PS: I'm out for dinner right now and gonna edit this chapter once I got home. So, warning! This chapter hasn't been edited. Still super raw

Please support The Girl Behind His Attitude by sharing, liking and commenting the story 😁

*****
When my night turned emptier
and the day past by heavier,
I realized something was missing.
My breath hitched a little tighter
everytime I remembered my mistake.
Soon, the aching heart was unbearable
That's when I knew
I liked you.
- Bianca
*****

Bianca's POV

Everytime I pressed the call button to his number, I felt a tiny hope blooming inside of me. Like a chance to make things right between us again. However, the second I put the phone on my ear, fear crept in. He wouldn't answer, Bianca. Stop trying! My subconscious scolded me. I wanted to cross sword with myself but she always won the duel.

"The number you have dialed cannot accept this call. Please leave a message after the beep."

Truthfully, I'd lost track of how many times I heard the voicemail. Over and over again yet it still broke my heart, knowing that he rejected me. At the same time, I never left any message since I thought it would also be deleted without being listened.

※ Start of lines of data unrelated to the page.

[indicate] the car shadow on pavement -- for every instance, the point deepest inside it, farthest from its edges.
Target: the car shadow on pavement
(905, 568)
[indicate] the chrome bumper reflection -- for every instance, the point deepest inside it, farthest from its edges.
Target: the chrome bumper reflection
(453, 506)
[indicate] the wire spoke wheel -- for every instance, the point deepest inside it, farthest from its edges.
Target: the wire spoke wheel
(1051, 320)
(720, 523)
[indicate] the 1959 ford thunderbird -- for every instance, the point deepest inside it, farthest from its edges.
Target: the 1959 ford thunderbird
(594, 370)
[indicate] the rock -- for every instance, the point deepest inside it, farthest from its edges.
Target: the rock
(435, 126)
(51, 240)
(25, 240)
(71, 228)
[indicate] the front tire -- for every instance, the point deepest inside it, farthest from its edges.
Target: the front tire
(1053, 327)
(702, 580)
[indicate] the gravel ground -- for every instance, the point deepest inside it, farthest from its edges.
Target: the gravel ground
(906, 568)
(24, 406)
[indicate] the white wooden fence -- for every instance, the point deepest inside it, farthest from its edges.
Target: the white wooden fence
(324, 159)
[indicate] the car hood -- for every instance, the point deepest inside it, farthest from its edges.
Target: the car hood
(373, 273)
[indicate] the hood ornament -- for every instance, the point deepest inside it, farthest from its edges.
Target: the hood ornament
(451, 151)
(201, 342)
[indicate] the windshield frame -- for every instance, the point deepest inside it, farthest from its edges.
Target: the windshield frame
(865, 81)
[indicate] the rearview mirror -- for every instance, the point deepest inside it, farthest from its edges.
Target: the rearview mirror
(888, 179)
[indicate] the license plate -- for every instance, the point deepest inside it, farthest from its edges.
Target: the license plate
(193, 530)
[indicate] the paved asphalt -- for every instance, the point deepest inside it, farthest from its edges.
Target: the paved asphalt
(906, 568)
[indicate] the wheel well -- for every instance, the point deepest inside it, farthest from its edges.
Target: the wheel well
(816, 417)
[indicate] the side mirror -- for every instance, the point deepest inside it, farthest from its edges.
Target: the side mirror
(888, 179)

Almost a week had passed since I last saw Cole. There were times I wanted to drive and showed up unannounced at his place. But, what if he dismissed me bluntly? It would wound me deeper than a voicemail. When I missed him, I would come and ask Clinton for any update about him. However, he didn't give in. My brother said he didn't want to be stuck between us. By this time, I guessed he already found out that Cole and I had some kind of fling which ended soon before it even started.

Now, the big question was, where would it get us in near future? Or, was there still a fling?

Shaking of my head, I tried to differ my focus. Today was Monday and my interview would start in one hour. Since this morning, I received many good lucks from my relatives and friends, except him. As stupid as I had become, I still wished he would send me a short text or, maybe, said anything through Clinton. Yet, there was none.

The sound of a phone call in my bag distracted my thought as I stepped into Vogue's office. I looked through my bag with a small expectation. Maybe, it was him. My smile faded once I read the caller ID. It was Ivan, the troublemaker.

"Hey, cupcake. Ready for the big day?" He sounded way more excited than I did.

"Yeah, I think so." I replied while sighing quite loud that he might be able to hear.

"Don't be nervous. I know you can ace it."

For some reason, I disliked someone who cheered me up with high expectation crap. 'You can do it', 'you will pass it in a blink' or blaming the inteviewer by saying 'they are dumb if you are not hired'. Honestly, it didn't make me feel better. Worse, yes. I meant it was Vogue we were talking about. There was certainly no such thing as easy.

"If normal interview doesn't work, do it the dirty one." What the heck? Was he taken me as a bitch?

"Dirty one? Do you think I'm a slut?!" My emotion went up.

"N-o, no Bi—" He stuttered.

"Shut it! You never change, Ivan. It was my best decision to break up with you." I hang up the phone before he said anything.